HepVu spoke with Dr. Gregory Dore about the barriers to Hepatitis C treatment among people who inject drugs in the U.S. and Australia.
Gregory Dore, MD is a Scientia Professor and the Head of Viral Hepatitis Clinical Research Program at the Kirby Institute at the University of New South Wales Sydney in Australia.
Q: Your career focuses on Hepatitis C and other infectious diseases, especially among marginalized populations such as people who use drugs and people who experience homelessness. What led you to focus on these diseases and populations?

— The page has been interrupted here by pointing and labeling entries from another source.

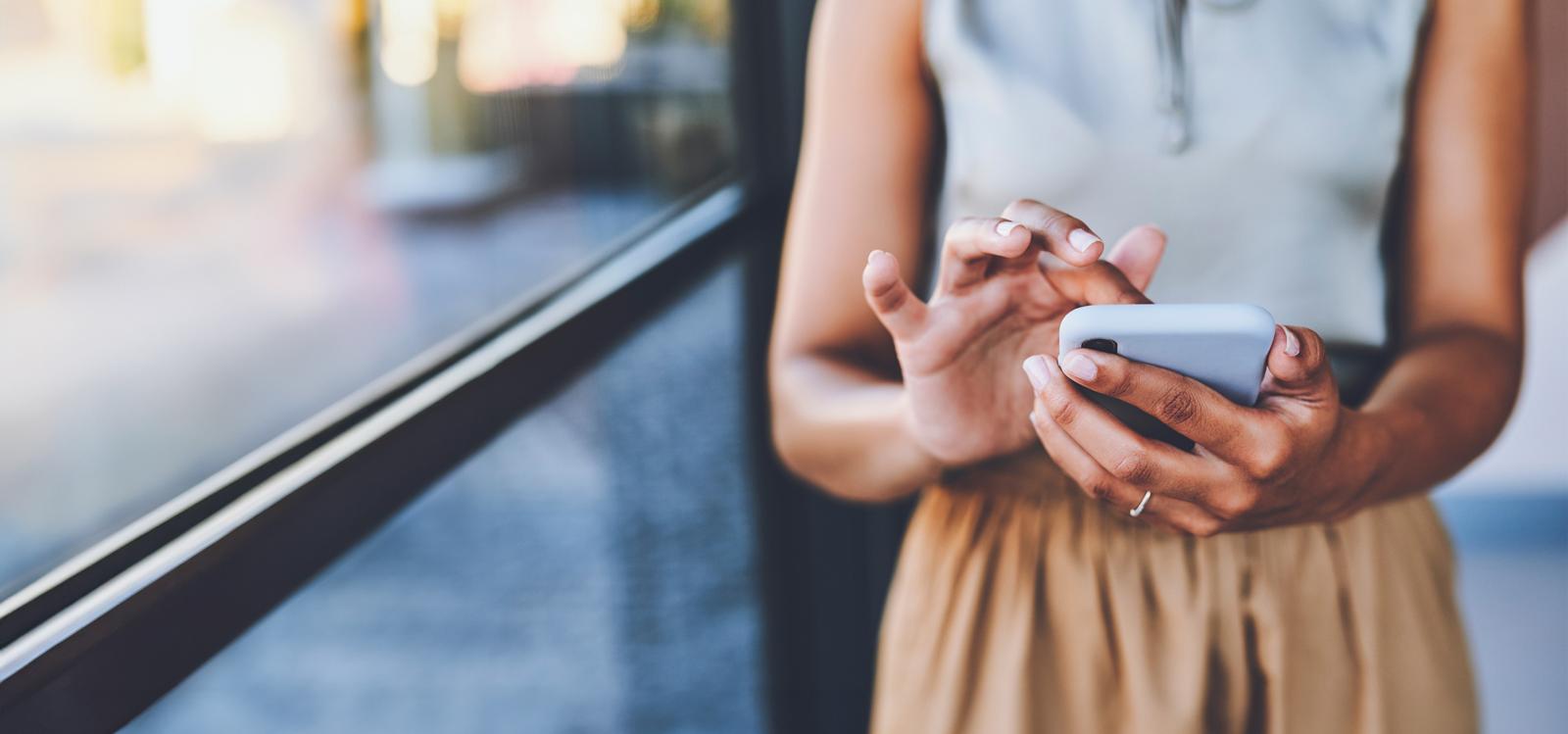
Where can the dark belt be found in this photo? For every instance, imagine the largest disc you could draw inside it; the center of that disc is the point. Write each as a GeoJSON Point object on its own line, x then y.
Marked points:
{"type": "Point", "coordinates": [1356, 370]}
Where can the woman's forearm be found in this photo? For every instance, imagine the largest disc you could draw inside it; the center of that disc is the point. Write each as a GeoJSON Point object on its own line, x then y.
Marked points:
{"type": "Point", "coordinates": [846, 430]}
{"type": "Point", "coordinates": [1442, 404]}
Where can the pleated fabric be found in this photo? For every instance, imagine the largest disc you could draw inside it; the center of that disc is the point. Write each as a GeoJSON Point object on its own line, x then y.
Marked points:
{"type": "Point", "coordinates": [1023, 606]}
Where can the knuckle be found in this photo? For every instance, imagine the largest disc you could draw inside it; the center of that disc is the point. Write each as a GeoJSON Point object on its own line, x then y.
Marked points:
{"type": "Point", "coordinates": [1176, 407]}
{"type": "Point", "coordinates": [1102, 490]}
{"type": "Point", "coordinates": [1018, 208]}
{"type": "Point", "coordinates": [1201, 527]}
{"type": "Point", "coordinates": [1060, 407]}
{"type": "Point", "coordinates": [1236, 502]}
{"type": "Point", "coordinates": [1267, 460]}
{"type": "Point", "coordinates": [1121, 383]}
{"type": "Point", "coordinates": [1134, 467]}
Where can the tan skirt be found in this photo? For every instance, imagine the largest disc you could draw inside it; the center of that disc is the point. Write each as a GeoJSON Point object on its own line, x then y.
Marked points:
{"type": "Point", "coordinates": [1019, 606]}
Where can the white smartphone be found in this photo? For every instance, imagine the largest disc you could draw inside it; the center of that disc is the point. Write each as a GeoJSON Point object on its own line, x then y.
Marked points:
{"type": "Point", "coordinates": [1217, 344]}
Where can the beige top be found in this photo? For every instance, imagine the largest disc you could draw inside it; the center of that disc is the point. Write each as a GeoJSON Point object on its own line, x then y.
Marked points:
{"type": "Point", "coordinates": [1259, 133]}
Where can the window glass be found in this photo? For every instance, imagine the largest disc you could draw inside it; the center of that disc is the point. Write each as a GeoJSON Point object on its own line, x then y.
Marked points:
{"type": "Point", "coordinates": [217, 219]}
{"type": "Point", "coordinates": [588, 571]}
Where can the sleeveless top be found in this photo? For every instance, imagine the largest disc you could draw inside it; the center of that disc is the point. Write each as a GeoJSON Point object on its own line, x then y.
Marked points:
{"type": "Point", "coordinates": [1261, 135]}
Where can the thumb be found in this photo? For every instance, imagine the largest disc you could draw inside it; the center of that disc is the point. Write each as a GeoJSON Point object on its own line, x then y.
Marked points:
{"type": "Point", "coordinates": [1137, 253]}
{"type": "Point", "coordinates": [1298, 363]}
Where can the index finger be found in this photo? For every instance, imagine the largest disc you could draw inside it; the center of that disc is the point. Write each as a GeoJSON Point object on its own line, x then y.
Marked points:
{"type": "Point", "coordinates": [1063, 235]}
{"type": "Point", "coordinates": [1097, 282]}
{"type": "Point", "coordinates": [1176, 400]}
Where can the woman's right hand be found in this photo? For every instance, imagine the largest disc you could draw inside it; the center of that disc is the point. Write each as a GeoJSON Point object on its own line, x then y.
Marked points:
{"type": "Point", "coordinates": [996, 303]}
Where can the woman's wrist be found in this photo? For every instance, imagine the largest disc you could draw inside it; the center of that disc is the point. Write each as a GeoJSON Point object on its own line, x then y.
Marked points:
{"type": "Point", "coordinates": [922, 465]}
{"type": "Point", "coordinates": [1360, 455]}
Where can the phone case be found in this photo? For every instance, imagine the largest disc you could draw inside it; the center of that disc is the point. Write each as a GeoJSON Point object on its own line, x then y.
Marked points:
{"type": "Point", "coordinates": [1217, 344]}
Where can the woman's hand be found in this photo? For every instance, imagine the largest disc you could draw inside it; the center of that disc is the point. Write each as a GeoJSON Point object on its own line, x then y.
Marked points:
{"type": "Point", "coordinates": [995, 303]}
{"type": "Point", "coordinates": [1298, 457]}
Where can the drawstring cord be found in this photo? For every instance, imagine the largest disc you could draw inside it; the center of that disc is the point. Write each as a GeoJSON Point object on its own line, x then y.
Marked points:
{"type": "Point", "coordinates": [1170, 23]}
{"type": "Point", "coordinates": [1172, 44]}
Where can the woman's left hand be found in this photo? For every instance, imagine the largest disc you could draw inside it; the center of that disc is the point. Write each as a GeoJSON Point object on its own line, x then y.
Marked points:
{"type": "Point", "coordinates": [1291, 459]}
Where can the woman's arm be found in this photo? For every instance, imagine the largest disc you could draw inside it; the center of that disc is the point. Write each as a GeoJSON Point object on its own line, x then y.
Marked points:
{"type": "Point", "coordinates": [1300, 455]}
{"type": "Point", "coordinates": [861, 185]}
{"type": "Point", "coordinates": [1452, 386]}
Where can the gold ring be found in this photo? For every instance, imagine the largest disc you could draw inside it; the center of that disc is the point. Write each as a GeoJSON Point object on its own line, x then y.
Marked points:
{"type": "Point", "coordinates": [1142, 504]}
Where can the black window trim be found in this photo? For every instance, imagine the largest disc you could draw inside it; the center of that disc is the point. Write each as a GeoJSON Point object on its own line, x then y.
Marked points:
{"type": "Point", "coordinates": [710, 214]}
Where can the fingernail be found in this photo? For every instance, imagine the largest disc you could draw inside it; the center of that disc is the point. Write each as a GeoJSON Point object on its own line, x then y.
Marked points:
{"type": "Point", "coordinates": [1035, 367]}
{"type": "Point", "coordinates": [1082, 239]}
{"type": "Point", "coordinates": [1081, 367]}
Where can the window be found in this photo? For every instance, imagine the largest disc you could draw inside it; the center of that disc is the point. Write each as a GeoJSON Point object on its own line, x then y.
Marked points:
{"type": "Point", "coordinates": [588, 571]}
{"type": "Point", "coordinates": [221, 220]}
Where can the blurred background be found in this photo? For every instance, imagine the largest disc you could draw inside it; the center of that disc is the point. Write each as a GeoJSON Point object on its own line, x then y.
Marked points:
{"type": "Point", "coordinates": [220, 219]}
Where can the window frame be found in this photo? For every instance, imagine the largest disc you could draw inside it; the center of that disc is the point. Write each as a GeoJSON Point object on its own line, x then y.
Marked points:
{"type": "Point", "coordinates": [129, 618]}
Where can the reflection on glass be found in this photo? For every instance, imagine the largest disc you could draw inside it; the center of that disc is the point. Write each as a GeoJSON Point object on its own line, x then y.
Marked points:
{"type": "Point", "coordinates": [590, 571]}
{"type": "Point", "coordinates": [220, 217]}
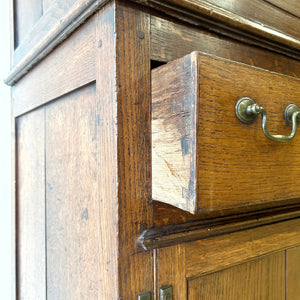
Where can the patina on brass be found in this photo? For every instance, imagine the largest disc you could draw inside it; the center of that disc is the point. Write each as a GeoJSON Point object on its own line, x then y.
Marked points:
{"type": "Point", "coordinates": [247, 111]}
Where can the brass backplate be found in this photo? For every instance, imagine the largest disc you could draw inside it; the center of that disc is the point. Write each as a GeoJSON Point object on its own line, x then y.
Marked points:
{"type": "Point", "coordinates": [166, 293]}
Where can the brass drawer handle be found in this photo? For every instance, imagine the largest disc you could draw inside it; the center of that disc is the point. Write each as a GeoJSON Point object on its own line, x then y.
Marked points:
{"type": "Point", "coordinates": [247, 111]}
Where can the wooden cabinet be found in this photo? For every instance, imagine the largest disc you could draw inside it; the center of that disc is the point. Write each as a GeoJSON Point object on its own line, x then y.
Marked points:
{"type": "Point", "coordinates": [88, 221]}
{"type": "Point", "coordinates": [203, 157]}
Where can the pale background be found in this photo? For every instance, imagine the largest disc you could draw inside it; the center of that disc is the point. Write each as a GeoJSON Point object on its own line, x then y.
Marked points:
{"type": "Point", "coordinates": [5, 219]}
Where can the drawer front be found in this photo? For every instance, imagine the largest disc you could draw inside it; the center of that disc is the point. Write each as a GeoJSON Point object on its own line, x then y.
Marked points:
{"type": "Point", "coordinates": [203, 157]}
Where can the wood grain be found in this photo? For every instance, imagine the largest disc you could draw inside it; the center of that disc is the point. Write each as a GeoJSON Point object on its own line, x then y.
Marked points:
{"type": "Point", "coordinates": [72, 196]}
{"type": "Point", "coordinates": [31, 244]}
{"type": "Point", "coordinates": [106, 107]}
{"type": "Point", "coordinates": [291, 6]}
{"type": "Point", "coordinates": [238, 20]}
{"type": "Point", "coordinates": [171, 40]}
{"type": "Point", "coordinates": [58, 74]}
{"type": "Point", "coordinates": [171, 270]}
{"type": "Point", "coordinates": [260, 279]}
{"type": "Point", "coordinates": [159, 237]}
{"type": "Point", "coordinates": [58, 22]}
{"type": "Point", "coordinates": [293, 273]}
{"type": "Point", "coordinates": [27, 13]}
{"type": "Point", "coordinates": [134, 147]}
{"type": "Point", "coordinates": [213, 254]}
{"type": "Point", "coordinates": [216, 149]}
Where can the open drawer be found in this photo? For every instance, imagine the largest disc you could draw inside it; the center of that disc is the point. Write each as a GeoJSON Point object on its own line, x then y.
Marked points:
{"type": "Point", "coordinates": [204, 158]}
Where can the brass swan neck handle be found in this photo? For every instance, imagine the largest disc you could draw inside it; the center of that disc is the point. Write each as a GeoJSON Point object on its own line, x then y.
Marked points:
{"type": "Point", "coordinates": [247, 111]}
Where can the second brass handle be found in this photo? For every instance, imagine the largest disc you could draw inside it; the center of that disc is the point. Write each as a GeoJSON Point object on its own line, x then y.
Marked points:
{"type": "Point", "coordinates": [247, 111]}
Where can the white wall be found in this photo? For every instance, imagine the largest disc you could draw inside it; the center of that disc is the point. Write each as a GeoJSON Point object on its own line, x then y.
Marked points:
{"type": "Point", "coordinates": [5, 219]}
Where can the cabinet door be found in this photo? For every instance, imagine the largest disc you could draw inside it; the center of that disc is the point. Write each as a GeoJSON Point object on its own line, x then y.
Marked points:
{"type": "Point", "coordinates": [260, 263]}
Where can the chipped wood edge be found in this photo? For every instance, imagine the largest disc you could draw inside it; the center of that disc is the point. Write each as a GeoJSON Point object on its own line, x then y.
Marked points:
{"type": "Point", "coordinates": [73, 19]}
{"type": "Point", "coordinates": [228, 23]}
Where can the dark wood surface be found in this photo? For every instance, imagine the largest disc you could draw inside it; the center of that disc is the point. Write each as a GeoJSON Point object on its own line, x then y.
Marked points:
{"type": "Point", "coordinates": [213, 254]}
{"type": "Point", "coordinates": [259, 279]}
{"type": "Point", "coordinates": [158, 237]}
{"type": "Point", "coordinates": [106, 106]}
{"type": "Point", "coordinates": [171, 40]}
{"type": "Point", "coordinates": [293, 273]}
{"type": "Point", "coordinates": [58, 23]}
{"type": "Point", "coordinates": [217, 163]}
{"type": "Point", "coordinates": [171, 263]}
{"type": "Point", "coordinates": [233, 19]}
{"type": "Point", "coordinates": [265, 25]}
{"type": "Point", "coordinates": [72, 199]}
{"type": "Point", "coordinates": [291, 6]}
{"type": "Point", "coordinates": [58, 74]}
{"type": "Point", "coordinates": [94, 92]}
{"type": "Point", "coordinates": [134, 150]}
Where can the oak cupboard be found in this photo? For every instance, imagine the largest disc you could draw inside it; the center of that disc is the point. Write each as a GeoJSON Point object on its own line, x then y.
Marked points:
{"type": "Point", "coordinates": [89, 223]}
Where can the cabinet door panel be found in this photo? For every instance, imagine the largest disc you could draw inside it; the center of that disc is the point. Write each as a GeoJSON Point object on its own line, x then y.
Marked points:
{"type": "Point", "coordinates": [72, 165]}
{"type": "Point", "coordinates": [261, 279]}
{"type": "Point", "coordinates": [293, 273]}
{"type": "Point", "coordinates": [31, 247]}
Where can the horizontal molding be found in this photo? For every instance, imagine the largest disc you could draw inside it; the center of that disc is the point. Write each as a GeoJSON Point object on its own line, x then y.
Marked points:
{"type": "Point", "coordinates": [164, 236]}
{"type": "Point", "coordinates": [27, 55]}
{"type": "Point", "coordinates": [222, 21]}
{"type": "Point", "coordinates": [44, 38]}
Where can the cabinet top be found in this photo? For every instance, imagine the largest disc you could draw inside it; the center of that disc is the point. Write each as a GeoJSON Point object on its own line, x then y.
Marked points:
{"type": "Point", "coordinates": [38, 29]}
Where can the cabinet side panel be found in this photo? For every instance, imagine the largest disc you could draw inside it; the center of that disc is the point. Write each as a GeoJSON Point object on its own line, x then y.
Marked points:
{"type": "Point", "coordinates": [108, 172]}
{"type": "Point", "coordinates": [293, 273]}
{"type": "Point", "coordinates": [261, 279]}
{"type": "Point", "coordinates": [134, 147]}
{"type": "Point", "coordinates": [31, 206]}
{"type": "Point", "coordinates": [72, 196]}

I worked in East Africa at a mission hospital in the early ‘90s before I completed my training in infectious diseases. I was involved in HIV care at St. Vincent’s Hospital in Sydney, Australia during the height of the AIDS epidemic in the early- to mid-1990s. During that period in Australia, HIV was predominantly affecting Gay and Bisexual Men and people who inject drugs.
During the ‘90s, in Australia and many other countries, Hepatitis C was mainly managed by liver specialists. My previous experience with HIV gave me a real passion for improving the lives of marginalized populations, such as people who inject drugs. I saw Hepatitis C as an opportunity because there weren’t a lot of people from infectious diseases and public health getting involved in that work during the mid-to late ‘90s. I set up the Hepatitis C services at St. Vincent’s Hospital in 1999 and began my professional journey in Hepatitis C research and clinical care.
Q: You recently co-authored a commentary on the barriers to Hepatitis C treatment faced by persons who inject drugs in the U.S., published in The Journal of Infectious Diseases. The paper states that barriers to Hepatitis C care exist at the “systems level, as well as the level of medical providers and patients.” Could you talk about these barriers and how they impact the Hepatitis C epidemic in Australia and the U.S.?
Australia is very different from the U.S. One of the key differences is that although Australia is a federation of states, there’s a lot of federal leadership and strategic direction in public health. There has been a bipartisan approach to support public health strategies, including fighting HIV and Hepatitis C. This collaborative approach enabled us to have a very public health-centered and nonpolitical approach to HIV prevention, starting in the ‘80s and ‘90s. A major component of this approach was broad harm reduction. Needle syringe programs with federal government funding were in place from the early ‘90s, a stark difference to the situation in the U.S.
In the U.S., federal funding has not been able to be used to purchase needles and syringes for harm reduction programs. Australia provided resources for these programs because we felt it was important to protect highly marginalized populations by reducing their individual risks while not judging people for their lifestyle. The lack of federal funding in the U.S. is a system level issue that affects prevention services and public health infrastructure. This infrastructure is crucial, especially when marginalized populations may not have access to routine healthcare.